The first 5-10% about the author's early career were really interesting. Even some of the initial CIA covert action stuff was fine, given his unique perspective as the ops officer running something so well-known... but everything after that was confusingly circular, focusing on topics instead of following chronology, providing narrative from a perspective of continuity even when he was in completely different roles.
Overall, it felt like either a case of “if I had more time this would have been shorter” or “I want to get all my opinions and perspectives aligned in a self-reinforcing manner to refute any objections,” not the work of a senior national security advisor recounting his career. I don't think there's more than one point where he admits anything he said or did may have been in error, but I would say a solid 20% of the book is riddled with accusations levied at how others did not follow his advice and “look where that got us.”
While I am grateful for his service, the book makes very clear that Mike Vickers was more of an opinionated manager than an inspired leader, someone who cares about doing “the right thing the right way” (without room for alternative views or personal errancy) regardless of the self-contradictions or absurdities. If you took his one-sided views at face value then the defense budget would be 50% of the US GDP and we would have troops deployed in every country in “small forces tamping down insurgencies” or “countering regional hegemonic encroachment” (because global hegemony is somehow the obvious natural state of things).
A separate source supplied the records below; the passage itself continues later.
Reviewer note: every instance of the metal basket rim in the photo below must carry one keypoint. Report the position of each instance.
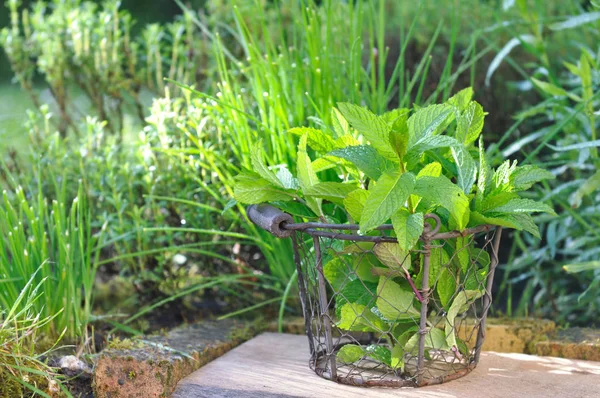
(325, 230)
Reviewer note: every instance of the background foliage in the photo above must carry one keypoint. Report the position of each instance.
(138, 170)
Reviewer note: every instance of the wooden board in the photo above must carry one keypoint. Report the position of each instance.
(276, 365)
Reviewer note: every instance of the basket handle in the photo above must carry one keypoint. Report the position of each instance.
(271, 219)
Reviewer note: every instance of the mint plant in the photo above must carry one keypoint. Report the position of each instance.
(397, 168)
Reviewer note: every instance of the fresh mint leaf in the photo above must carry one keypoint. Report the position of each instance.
(307, 176)
(416, 151)
(340, 125)
(359, 318)
(356, 291)
(484, 172)
(333, 191)
(354, 203)
(429, 121)
(525, 176)
(501, 177)
(466, 168)
(337, 272)
(444, 193)
(250, 188)
(287, 180)
(389, 194)
(365, 158)
(399, 133)
(380, 353)
(524, 206)
(492, 201)
(316, 139)
(408, 227)
(374, 128)
(394, 303)
(393, 256)
(470, 124)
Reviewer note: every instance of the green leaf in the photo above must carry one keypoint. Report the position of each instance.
(582, 267)
(470, 124)
(340, 124)
(363, 266)
(408, 228)
(380, 353)
(429, 121)
(494, 200)
(553, 90)
(417, 150)
(520, 221)
(441, 191)
(461, 303)
(484, 172)
(385, 198)
(588, 187)
(524, 206)
(251, 189)
(394, 303)
(366, 159)
(462, 99)
(354, 203)
(288, 181)
(432, 170)
(391, 255)
(333, 191)
(327, 162)
(501, 177)
(438, 261)
(350, 353)
(318, 140)
(446, 286)
(399, 133)
(307, 176)
(525, 176)
(337, 272)
(357, 291)
(374, 128)
(359, 318)
(466, 167)
(259, 166)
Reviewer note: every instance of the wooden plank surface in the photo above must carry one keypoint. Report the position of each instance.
(276, 365)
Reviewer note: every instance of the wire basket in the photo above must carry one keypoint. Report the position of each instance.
(378, 316)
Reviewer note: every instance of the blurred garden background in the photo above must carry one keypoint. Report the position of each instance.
(123, 124)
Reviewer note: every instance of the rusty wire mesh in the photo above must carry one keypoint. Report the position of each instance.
(350, 297)
(324, 297)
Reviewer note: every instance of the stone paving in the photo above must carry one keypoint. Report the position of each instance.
(275, 365)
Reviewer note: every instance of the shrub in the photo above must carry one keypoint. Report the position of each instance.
(399, 167)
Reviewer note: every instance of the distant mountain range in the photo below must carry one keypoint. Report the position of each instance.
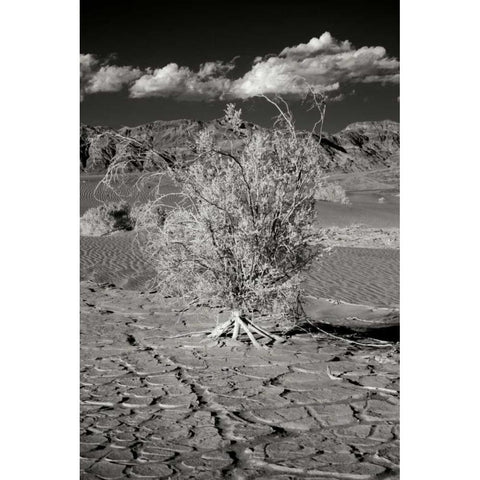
(360, 146)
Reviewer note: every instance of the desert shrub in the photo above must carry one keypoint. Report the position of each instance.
(106, 218)
(242, 228)
(332, 192)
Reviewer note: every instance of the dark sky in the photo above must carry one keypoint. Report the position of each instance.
(147, 33)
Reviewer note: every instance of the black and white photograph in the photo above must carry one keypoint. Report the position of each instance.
(209, 233)
(239, 240)
(207, 240)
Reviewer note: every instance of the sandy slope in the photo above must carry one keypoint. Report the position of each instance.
(358, 275)
(158, 402)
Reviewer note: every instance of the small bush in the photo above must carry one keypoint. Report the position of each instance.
(105, 219)
(332, 192)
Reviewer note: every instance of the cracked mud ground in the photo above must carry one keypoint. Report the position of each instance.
(158, 404)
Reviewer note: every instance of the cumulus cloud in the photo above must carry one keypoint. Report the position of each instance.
(325, 64)
(95, 77)
(181, 82)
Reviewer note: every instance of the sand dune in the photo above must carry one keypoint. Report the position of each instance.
(114, 259)
(356, 275)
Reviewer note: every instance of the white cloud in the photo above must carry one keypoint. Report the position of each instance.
(324, 63)
(112, 78)
(95, 77)
(173, 81)
(325, 44)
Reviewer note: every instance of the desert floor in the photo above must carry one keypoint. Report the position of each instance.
(158, 400)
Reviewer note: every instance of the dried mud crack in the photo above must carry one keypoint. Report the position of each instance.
(158, 404)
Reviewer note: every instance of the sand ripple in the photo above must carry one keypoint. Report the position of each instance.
(115, 259)
(357, 275)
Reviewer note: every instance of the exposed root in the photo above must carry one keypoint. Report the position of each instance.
(238, 322)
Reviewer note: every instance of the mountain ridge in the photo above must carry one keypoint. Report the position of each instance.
(360, 146)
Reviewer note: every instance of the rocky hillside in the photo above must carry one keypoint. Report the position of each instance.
(360, 146)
Maybe this book will get better with age... it's unlikely I'll ever find out, as there's really nothing worth returning for after you've a slogged through once. Ironically, that makes Afghanistan a more appealing place to spend some time than between these pages... if Vickers was a true “insurgent at heart” (which seems to be at least partly true) then perhaps some solace will be found in the reader's immediate need to divest from the overwhelming self-indulgence of this work... an intellectual revolt, if there ever were one.